Saturday, October 13, 2012

Raen Brew, Pringle Creek, Beer History - Odds and Ends for a Rainy Day

Rain, Rain, Go Away! 

The change in weather makes us hunker down  - and think about water, falling from the sky or transformed into beer!  Here's some odds and ends...

Right by Santiam Brewery is a new beer supply house and tasting room, Raen Brew Brewporium. (It's not difficult to see why we think of it just now!)

We aren't sure we entirely understand the tasting room business - a couple of taps as an amenity to supplement a home-brew supply business would make sense, but they are clearly making a bigger play for a more substantial pub business, and for this their lack of evening hours seems like it could be a problem. Hopefully things will work out!

You can see the taplist here.

Doubling up with a visit to Santiam and Raen Brew - and with Gilgamesh not far - could make for a very pleasant urban beer experience. Just have a designated driver!

The Oregon Beer Growler has an article of interest!

Readers here will find little that is new (and we would quibble with a few details - the caption on the photo, for example, is wrong), but it's nice to see the information get wider play. 

Finally, on the blog of Mission Mill, commenter Ann raises questions about naming the stream we now call Pringle Creek.  With mills, it's not surprising older sources call it "South Mill Creek" instead.  Here's an ad from April 1910 that shows a Pringle Creek distinct from Mill Creek.  Another reference from a couple of years later mentions motoring out to Pringle Creek for a picnic. 
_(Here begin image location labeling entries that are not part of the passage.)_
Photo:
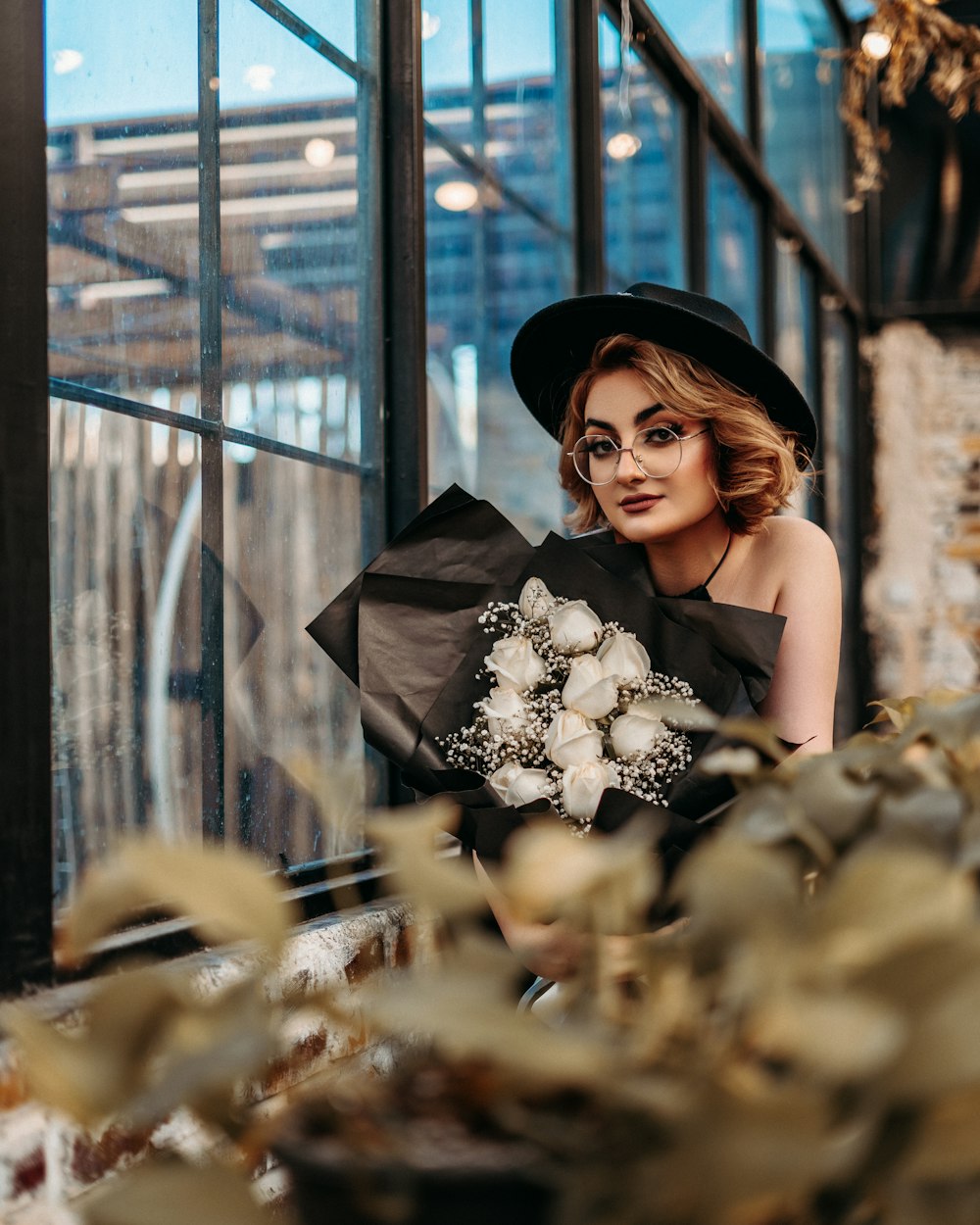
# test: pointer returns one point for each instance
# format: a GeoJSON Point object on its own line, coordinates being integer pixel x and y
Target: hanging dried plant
{"type": "Point", "coordinates": [906, 40]}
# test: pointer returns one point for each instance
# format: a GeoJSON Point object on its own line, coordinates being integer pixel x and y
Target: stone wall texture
{"type": "Point", "coordinates": [922, 596]}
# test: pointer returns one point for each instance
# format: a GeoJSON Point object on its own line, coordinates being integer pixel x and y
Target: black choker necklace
{"type": "Point", "coordinates": [701, 591]}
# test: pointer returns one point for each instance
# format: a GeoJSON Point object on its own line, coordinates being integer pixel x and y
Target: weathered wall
{"type": "Point", "coordinates": [922, 597]}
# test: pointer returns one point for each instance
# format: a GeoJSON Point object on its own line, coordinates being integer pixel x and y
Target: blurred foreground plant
{"type": "Point", "coordinates": [804, 1052]}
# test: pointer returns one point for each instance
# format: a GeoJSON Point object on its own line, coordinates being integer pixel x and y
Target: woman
{"type": "Point", "coordinates": [680, 435]}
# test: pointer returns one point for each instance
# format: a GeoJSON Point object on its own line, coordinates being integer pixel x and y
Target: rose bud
{"type": "Point", "coordinates": [504, 775]}
{"type": "Point", "coordinates": [574, 628]}
{"type": "Point", "coordinates": [505, 710]}
{"type": "Point", "coordinates": [623, 657]}
{"type": "Point", "coordinates": [535, 599]}
{"type": "Point", "coordinates": [572, 739]}
{"type": "Point", "coordinates": [582, 788]}
{"type": "Point", "coordinates": [635, 734]}
{"type": "Point", "coordinates": [515, 662]}
{"type": "Point", "coordinates": [528, 785]}
{"type": "Point", "coordinates": [587, 690]}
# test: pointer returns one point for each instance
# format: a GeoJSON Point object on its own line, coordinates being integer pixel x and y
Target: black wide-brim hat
{"type": "Point", "coordinates": [555, 346]}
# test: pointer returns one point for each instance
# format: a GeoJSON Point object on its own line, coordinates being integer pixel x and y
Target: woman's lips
{"type": "Point", "coordinates": [637, 505]}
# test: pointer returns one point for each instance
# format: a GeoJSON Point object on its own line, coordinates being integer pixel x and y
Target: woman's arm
{"type": "Point", "coordinates": [800, 702]}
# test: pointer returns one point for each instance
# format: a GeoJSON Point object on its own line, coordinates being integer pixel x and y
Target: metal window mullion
{"type": "Point", "coordinates": [25, 832]}
{"type": "Point", "coordinates": [212, 475]}
{"type": "Point", "coordinates": [403, 263]}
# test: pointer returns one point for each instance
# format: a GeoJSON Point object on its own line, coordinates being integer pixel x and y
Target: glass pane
{"type": "Point", "coordinates": [125, 504]}
{"type": "Point", "coordinates": [710, 35]}
{"type": "Point", "coordinates": [122, 195]}
{"type": "Point", "coordinates": [290, 244]}
{"type": "Point", "coordinates": [839, 465]}
{"type": "Point", "coordinates": [794, 318]}
{"type": "Point", "coordinates": [447, 67]}
{"type": "Point", "coordinates": [643, 172]}
{"type": "Point", "coordinates": [733, 245]}
{"type": "Point", "coordinates": [803, 133]}
{"type": "Point", "coordinates": [488, 269]}
{"type": "Point", "coordinates": [292, 544]}
{"type": "Point", "coordinates": [500, 101]}
{"type": "Point", "coordinates": [336, 20]}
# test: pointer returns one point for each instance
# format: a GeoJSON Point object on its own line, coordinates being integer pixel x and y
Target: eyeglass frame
{"type": "Point", "coordinates": [681, 440]}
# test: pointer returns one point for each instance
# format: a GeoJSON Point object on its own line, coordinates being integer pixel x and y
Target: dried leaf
{"type": "Point", "coordinates": [837, 1037]}
{"type": "Point", "coordinates": [91, 1073]}
{"type": "Point", "coordinates": [601, 883]}
{"type": "Point", "coordinates": [408, 839]}
{"type": "Point", "coordinates": [223, 891]}
{"type": "Point", "coordinates": [167, 1194]}
{"type": "Point", "coordinates": [885, 900]}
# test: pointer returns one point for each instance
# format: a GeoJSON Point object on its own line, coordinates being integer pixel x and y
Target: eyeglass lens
{"type": "Point", "coordinates": [657, 454]}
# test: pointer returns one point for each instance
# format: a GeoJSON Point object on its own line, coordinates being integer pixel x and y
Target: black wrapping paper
{"type": "Point", "coordinates": [406, 630]}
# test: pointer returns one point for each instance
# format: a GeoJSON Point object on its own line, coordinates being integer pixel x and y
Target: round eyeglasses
{"type": "Point", "coordinates": [657, 452]}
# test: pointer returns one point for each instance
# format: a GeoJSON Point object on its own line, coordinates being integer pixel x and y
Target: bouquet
{"type": "Point", "coordinates": [407, 631]}
{"type": "Point", "coordinates": [573, 710]}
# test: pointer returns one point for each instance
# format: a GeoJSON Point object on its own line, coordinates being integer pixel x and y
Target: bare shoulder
{"type": "Point", "coordinates": [792, 543]}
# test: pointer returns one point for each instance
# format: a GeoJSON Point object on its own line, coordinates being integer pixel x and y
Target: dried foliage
{"type": "Point", "coordinates": [922, 42]}
{"type": "Point", "coordinates": [805, 1050]}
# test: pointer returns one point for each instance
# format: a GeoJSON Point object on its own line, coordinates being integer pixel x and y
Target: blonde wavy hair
{"type": "Point", "coordinates": [758, 464]}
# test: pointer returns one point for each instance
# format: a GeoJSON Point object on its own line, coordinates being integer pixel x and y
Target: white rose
{"type": "Point", "coordinates": [504, 775]}
{"type": "Point", "coordinates": [528, 785]}
{"type": "Point", "coordinates": [505, 710]}
{"type": "Point", "coordinates": [572, 739]}
{"type": "Point", "coordinates": [534, 599]}
{"type": "Point", "coordinates": [515, 662]}
{"type": "Point", "coordinates": [635, 734]}
{"type": "Point", "coordinates": [582, 788]}
{"type": "Point", "coordinates": [623, 657]}
{"type": "Point", "coordinates": [574, 628]}
{"type": "Point", "coordinates": [587, 690]}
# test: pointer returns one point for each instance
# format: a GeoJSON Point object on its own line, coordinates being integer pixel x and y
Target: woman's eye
{"type": "Point", "coordinates": [601, 447]}
{"type": "Point", "coordinates": [664, 434]}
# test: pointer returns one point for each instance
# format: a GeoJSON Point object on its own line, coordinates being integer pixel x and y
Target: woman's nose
{"type": "Point", "coordinates": [628, 470]}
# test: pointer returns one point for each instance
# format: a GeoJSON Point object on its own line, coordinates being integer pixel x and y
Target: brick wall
{"type": "Point", "coordinates": [922, 597]}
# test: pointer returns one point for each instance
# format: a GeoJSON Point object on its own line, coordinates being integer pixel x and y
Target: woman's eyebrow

When urban trout fishing was possible
And, in fact,on the 1852 survey map you can see a creek running through the Pringle land claim. On the surface, this appears to have a strong claim to being the first "Pringle Creek."
1852 survey detail, University of Oregon
Note the Jorys and Battle Creek. This is out south! And it would have been a fine place for a picnic.

The swampy area where Battle Creek and the feeder creek, now ditched and tamed, flow together is almost certainly the site of the old golf course that has been in the news the last couple of years for stormwater retention.

Detail from Pringle Creek Watershed Map
The City's history of Pringle Creek, however, may miss this and says
The reference Oregon Geographic Names, on page 690 states that Pringle Creek was named after Virgil K. Pringle, who arrived in Salem December 25, 1846. He took a donation land claim near the stream which accordingly he named for himself. This stream rises in the hills south of Salem, and flows through the southern part of the town. The other adjoining buildings and features in the area accordingly took the name of the creek in their names as well, such as Pringle Park Plaza.
We believe part of this is correct, that Pringle named a creek. But we think the creek he named feeds into Battle Creek, and that some time in the early 20th century, the term "Pringle Creek" was shifted to a different creek, one that had been confusingly named "South Mill Creek." In order to make it distinct from "North Mill Creek," which we just simply call Mill Creek, the southern "Mill Creek" was renamed "Pringle Creek." (Got it?!)

More research is in order!

1 comment:

  1. The "old" Pringle Creek is now called Waln Creek, and apparently there's some streamside restoration going on at the old golfcourse site!

    So another question would be how it got the name Waln.